報告すれば、おれの嘘が発覚する。黙れば、共犯だ。
おれはこの男に選択を強いた。強いたことすら、言葉にしなかった。班長命令ではない。脅迫でもない。ただの沈黙だ。だがその沈黙が、命令よりも重かった。
灯台を下りた。螺旋階段を降りるあいだ、班員は一段後ろにいた。足音が二つ、石の壁に反響していた。一言も交わさなかった。
扉を開けた。海風が顔に当たった。潮の匂いと、魚の匂い。灯台の中の、あの無風の空間から出ると、世界が一気に動き出した。
漁師の息子がいた。十代の前半だろう。日焼けした手で目庇を作って、灯台を見上げていた。沖を見た。それからまた灯台を見上げた。手が目の上にあるまま、下ろさなかった。
「あれが消えたら、父さんは帰れない」
おれに言ったのではなかった。独り言だったのか、隣にいた別の子供に言ったのか。声は低く、不安ではなかった。事実を言っていた。消えないと信じていた。消えたことがないから。祖父の代から灯り続けている光が、明日消えるなどと思うわけがない。
少年はおれに気づいた。聖騎士の鎧を見て、少し背筋を伸ばした。おれは頷いた。少年も頷いた。それだけだった。
だが百十人の命が、一つの灯りにかかっていた。嵐の夜に、あの光が消えたら。船は帰れない。漁師は帰れない。父は帰れない。少年の声が、波の音に混じって、耳の奥に残った。
宿に戻った。
漁師の家を借りていた。魚の匂いが染みついた小さな部屋だった。机は低く、椅子の代わりに木の箱があった。窓から海が見えた。灯台が見えた。蜂蜜色の光が、窓枠の中で静かに灯っていた。
机に向かった。
報告書を広げた。白い紙。罫線。前回と同じ書式だった。同じ欄。同じ余白。だが中身が違う。
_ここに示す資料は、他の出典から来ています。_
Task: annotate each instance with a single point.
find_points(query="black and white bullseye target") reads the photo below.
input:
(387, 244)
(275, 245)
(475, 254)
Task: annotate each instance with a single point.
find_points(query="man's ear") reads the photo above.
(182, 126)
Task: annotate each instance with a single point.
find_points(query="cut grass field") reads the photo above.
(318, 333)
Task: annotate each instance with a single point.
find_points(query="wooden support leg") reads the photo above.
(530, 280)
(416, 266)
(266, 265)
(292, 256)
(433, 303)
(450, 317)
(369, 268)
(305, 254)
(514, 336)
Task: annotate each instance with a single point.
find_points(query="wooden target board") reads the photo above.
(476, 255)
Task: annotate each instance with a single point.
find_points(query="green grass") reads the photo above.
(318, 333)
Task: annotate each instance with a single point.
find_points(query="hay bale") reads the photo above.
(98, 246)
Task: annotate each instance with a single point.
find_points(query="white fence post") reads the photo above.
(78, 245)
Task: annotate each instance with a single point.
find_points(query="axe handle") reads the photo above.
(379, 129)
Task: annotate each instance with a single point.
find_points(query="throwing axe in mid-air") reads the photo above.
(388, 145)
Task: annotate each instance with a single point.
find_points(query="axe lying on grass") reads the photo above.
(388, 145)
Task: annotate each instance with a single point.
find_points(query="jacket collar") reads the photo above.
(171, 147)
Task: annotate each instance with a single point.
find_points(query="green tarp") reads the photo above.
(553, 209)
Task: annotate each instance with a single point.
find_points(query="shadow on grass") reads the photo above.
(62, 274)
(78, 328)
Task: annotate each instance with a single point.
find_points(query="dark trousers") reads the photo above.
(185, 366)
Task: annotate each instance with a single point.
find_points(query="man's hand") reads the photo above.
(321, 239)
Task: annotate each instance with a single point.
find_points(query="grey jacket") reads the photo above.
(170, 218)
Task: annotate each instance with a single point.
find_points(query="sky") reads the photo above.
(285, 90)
百十人。六十人のときとは規模が違う。「証拠不十分」で通すのは——難しい。灯台に灯りがある。村人も旅人もそれを見ている。風で消えない光を「知らなかった」とは書けない。調査に来た班が灯台を見て、灯りに気づかなかったなどと書けば、かえって疑われる。
省略では足りない。書かないだけでは、済まない。
筆を持った。窓の外で灯台の光が灯っていた。おれの手に、あの光の色が映っていた。
おれは書いた。
「灯台の灯りは自然発光鉱石の可能性あり。遺物との確証なし。灯台の風防構造は良好であり、灯りが風で消えにくい環境が確認された」
嘘だった。
前回は書かなかっただけだった。今回は——書いた。存在しない説明を付け加えた。自然発光鉱石。そんなものは確認していない。風防構造。灯台の窓に蓋はない。海風がまっすぐ入ってくる。風防などない。
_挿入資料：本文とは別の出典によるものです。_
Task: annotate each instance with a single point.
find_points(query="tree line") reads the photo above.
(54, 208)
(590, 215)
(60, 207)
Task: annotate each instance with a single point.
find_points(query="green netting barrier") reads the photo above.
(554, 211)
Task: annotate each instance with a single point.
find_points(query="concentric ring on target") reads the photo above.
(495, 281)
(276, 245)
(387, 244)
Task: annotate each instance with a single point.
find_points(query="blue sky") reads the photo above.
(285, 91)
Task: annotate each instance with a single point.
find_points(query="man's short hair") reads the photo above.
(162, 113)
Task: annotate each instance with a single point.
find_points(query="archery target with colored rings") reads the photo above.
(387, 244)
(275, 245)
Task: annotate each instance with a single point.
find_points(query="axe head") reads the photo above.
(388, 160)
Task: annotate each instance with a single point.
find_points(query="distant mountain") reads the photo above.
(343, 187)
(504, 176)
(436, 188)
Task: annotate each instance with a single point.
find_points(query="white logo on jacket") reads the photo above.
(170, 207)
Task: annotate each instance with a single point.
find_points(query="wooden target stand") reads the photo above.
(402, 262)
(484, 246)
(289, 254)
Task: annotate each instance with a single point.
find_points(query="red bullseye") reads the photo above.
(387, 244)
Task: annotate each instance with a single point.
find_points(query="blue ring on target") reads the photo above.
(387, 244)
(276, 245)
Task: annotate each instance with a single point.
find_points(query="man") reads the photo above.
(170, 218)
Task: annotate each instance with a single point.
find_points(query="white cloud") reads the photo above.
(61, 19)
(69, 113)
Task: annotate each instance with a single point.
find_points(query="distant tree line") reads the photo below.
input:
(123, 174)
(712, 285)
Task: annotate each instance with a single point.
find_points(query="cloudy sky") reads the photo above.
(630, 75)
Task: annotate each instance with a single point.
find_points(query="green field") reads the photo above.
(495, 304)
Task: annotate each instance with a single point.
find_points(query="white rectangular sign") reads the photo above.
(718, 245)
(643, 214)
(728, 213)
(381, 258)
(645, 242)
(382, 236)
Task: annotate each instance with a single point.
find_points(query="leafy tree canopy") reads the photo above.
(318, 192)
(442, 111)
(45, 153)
省略ではない。捏造だった。事実を書かなかったのではなく、事実でないことを書いた。去年の冬とは違う。あのときは書かなかっただけだった。今回は書いた。存在しないものを。
手は震えなかった。
去年の冬、あの山裾の宿で震えた手が、今回は震えなかった。筆が紙の上を滑った。文字が並んだ。偽の説明が報告書の上に整然と書かれた。おれの筆跡は安定していた。
窓の外で、灯台の光が灯っていた。あの光を「自然発光鉱石の可能性」と書いた。嵐の夜に消えない光を「風防構造による」と書いた。窓から見えるあの光が、おれの嘘を照らしていた。
紙の上に、あの目が浮かんだ。
いつもと同じだった。四歳の子供の目。暗がりの中でおれを見ていた目。報告書を書くたびに紙の上に浮かぶ目。だが今回は——別の恐怖が混じっていた。
もし、あの目が浮かばなくなったら。
この目が見えなくなったら。おれは何のために嘘を書いているのかわからなくなる。あの目がおれを止めている。あの目がおれを動かしている。嘘を書く手と、嘘を許す理由が、同じ目から来ている。
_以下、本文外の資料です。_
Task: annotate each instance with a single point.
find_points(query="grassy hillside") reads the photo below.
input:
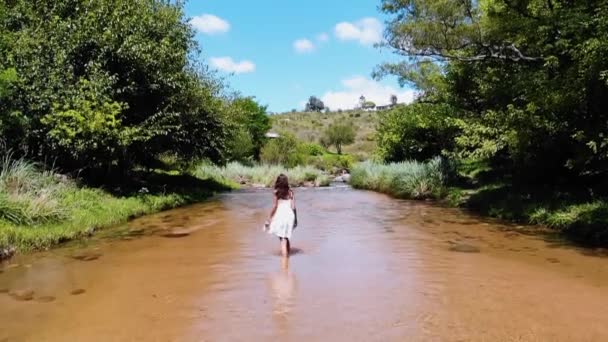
(309, 126)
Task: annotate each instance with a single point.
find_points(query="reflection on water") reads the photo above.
(365, 268)
(283, 289)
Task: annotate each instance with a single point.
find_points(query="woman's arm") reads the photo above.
(274, 208)
(293, 207)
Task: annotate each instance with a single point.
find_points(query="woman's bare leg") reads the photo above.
(284, 248)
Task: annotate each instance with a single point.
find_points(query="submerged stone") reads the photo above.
(22, 295)
(176, 234)
(86, 256)
(465, 248)
(77, 291)
(45, 299)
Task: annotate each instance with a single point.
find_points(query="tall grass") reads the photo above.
(263, 175)
(410, 179)
(40, 208)
(29, 196)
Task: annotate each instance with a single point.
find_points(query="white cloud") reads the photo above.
(303, 46)
(366, 31)
(323, 37)
(227, 64)
(210, 24)
(354, 87)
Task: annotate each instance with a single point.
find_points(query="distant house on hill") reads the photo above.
(389, 106)
(272, 135)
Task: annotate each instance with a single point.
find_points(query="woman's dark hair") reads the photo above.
(281, 187)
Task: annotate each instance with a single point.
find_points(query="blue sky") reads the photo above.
(282, 52)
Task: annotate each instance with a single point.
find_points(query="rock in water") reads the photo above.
(23, 295)
(6, 253)
(176, 233)
(45, 299)
(77, 291)
(464, 248)
(86, 256)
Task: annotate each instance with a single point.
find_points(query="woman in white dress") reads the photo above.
(282, 219)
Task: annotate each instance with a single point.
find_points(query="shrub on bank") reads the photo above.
(409, 179)
(264, 175)
(39, 208)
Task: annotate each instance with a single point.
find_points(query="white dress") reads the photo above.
(283, 220)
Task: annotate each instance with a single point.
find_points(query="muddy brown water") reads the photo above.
(365, 268)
その目が消えたら——おれは何になる。ただの嘘つきだ。
報告書を畳んだ。封をした。今回は手が震えなかった。封蝋を押す手も、安定していた。蝋の赤が、灯台の光に照らされてわずかに蜂蜜色を帯びた。
翌日、提出した。受理された。また。何事もなく。百十人。灯りは一つ。今夜も灯る。
集落を去った。
港を出て、街道を歩いた。潮の匂いが少しずつ薄くなった。土の匂いが戻ってきた。
班員が隣にいた。他の二人は前を歩いていた。おれと班員のあいだに、言葉はなかった。必要もなかった。灯台の上で全てが終わっていた。あの沈黙の中で、おれたちは何かを共有した。名前のつかない何かを。
振り返った。
霧の中に、蜂蜜色の光がぼんやり灯っていた。あの光は今夜も灯る。嵐の夜にも。百十人の生活が、あの灯りの上に立っている。
漁師の息子が港で手を振っていた。
おれは手を振り返さなかった。振り返す手を持っていなかった。
街道を歩きながら、考えた。
二度目は楽だった。一度目が一番重い。二度目には手順がある。手が覚えている。報告書の文面が、前回よりも早く出てきた。三度目があれば、もっと楽になるだろう。それが恐ろしいはずだった。だが恐怖すら、前回ほどではなかった。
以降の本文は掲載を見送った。